Nous y participons à travers notre détaillant Ahmed Seddiqi & Sons qui s’occupe de Bvlgari dans la région et a créé une très bonne plateforme en termes de visibilité, notamment pour la clientèle masculine. La Dubaï Watch Week constitue une occasion en or pour mettre en avant notre expertise sur les montres masculines avec nos cinq records du monde et nos distinctions au Grand Prix d’Horlogerie de Genève depuis des années.

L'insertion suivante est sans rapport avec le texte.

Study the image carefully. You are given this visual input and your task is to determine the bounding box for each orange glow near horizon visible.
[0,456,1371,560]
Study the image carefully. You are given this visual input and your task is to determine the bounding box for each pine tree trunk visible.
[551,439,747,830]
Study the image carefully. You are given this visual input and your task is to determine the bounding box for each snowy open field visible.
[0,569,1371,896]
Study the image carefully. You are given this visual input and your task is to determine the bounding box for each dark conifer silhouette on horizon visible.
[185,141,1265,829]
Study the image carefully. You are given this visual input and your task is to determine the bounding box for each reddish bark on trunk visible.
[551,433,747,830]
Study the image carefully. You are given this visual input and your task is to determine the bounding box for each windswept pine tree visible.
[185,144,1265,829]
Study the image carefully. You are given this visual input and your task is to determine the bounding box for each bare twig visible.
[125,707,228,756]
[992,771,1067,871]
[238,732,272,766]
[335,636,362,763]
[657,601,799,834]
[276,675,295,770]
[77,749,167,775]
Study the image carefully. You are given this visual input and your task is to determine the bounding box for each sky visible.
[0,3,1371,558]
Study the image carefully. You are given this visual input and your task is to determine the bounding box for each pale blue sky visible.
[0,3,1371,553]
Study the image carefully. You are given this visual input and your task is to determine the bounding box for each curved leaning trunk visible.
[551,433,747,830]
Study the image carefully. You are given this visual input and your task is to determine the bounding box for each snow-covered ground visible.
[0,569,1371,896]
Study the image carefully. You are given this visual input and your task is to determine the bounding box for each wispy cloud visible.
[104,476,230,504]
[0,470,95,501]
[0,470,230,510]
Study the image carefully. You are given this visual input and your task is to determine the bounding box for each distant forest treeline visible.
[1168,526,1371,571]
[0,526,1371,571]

Bvlgari devrait émerger positivement aux yeux des visiteurs et des clients de Seddiqi & Sons qui viendront à nos dîners.
Les montres Bvlgari bénéficient d’une bonne dynamique, comment se profile 2020 ?

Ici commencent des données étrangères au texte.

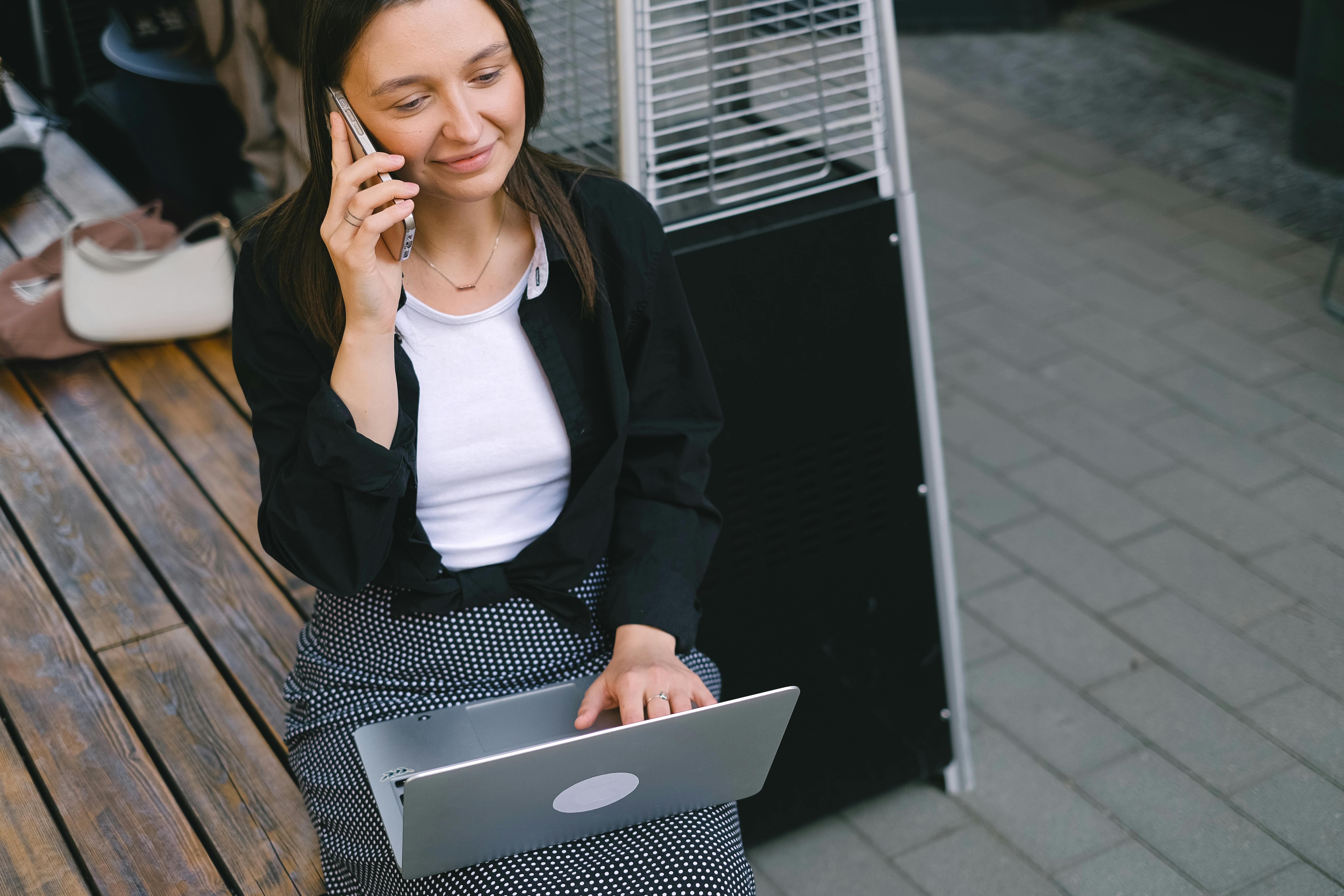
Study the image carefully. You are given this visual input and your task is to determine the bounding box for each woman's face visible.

Avec les tensions dont souffre Hong Kong qui représente d’après les chiffres officiels le premier marché d’exportation de l’horlogerie, la branche fléchit de manière significative et cela risque d’affecter aussi les premiers mois de 2020. La forte baisse de fréquentation des touristes à Hong Kong n’est pas compensée par le transfert vers d’autres destinations. Même si les gouvernements de Hong Kong et de Pékin trouvent une solution, la méfiance restera pendant plusieurs mois comme ce fut le cas avec les gilets jaunes en France, pénalisant l’horlogerie. Heureusement, comme lors du ralentissement de 2014, Bvlgari entame l’année avec une nouvelle collection dont les effets positifs devraient durer 18 à 24 mois et nous permettre d’afficher une croissance supérieure à celle du marché. Les montres pour dames Seduttori ont été créées pour un usage plus quotidien et touchent une nouvelle clientèle. Par ailleurs le modèle Lvcea Squelette devient un bestseller inattendu dont nous allons décliner le succès, et nous dévoilerons lors de notre événement de Dubaï des modèles Octo qui continuent à s’avérer très intéressants.
Comment se comporte le marché du très haut de gamme, féminin et masculin ?
Bvlgari réalise de très belles ventes sur les montres Octo Tourbillon Saphir que les clients demandent aussi parfois à décliner avec des bandes de carrure en jade ou autres pierres précieuses, dont le prix s’élève alors à CHF 400’000 ou CHF 500’000. Le succès du très haut de gamme se vérifie aussi sur l’horlogerie féminine de haute joaillerie avec des petites complications comme le tourbillon. Ce segment constitue déjà une part importante mais présente une belle marge de progression si je regarde ce qui se passe pour d’autres marques.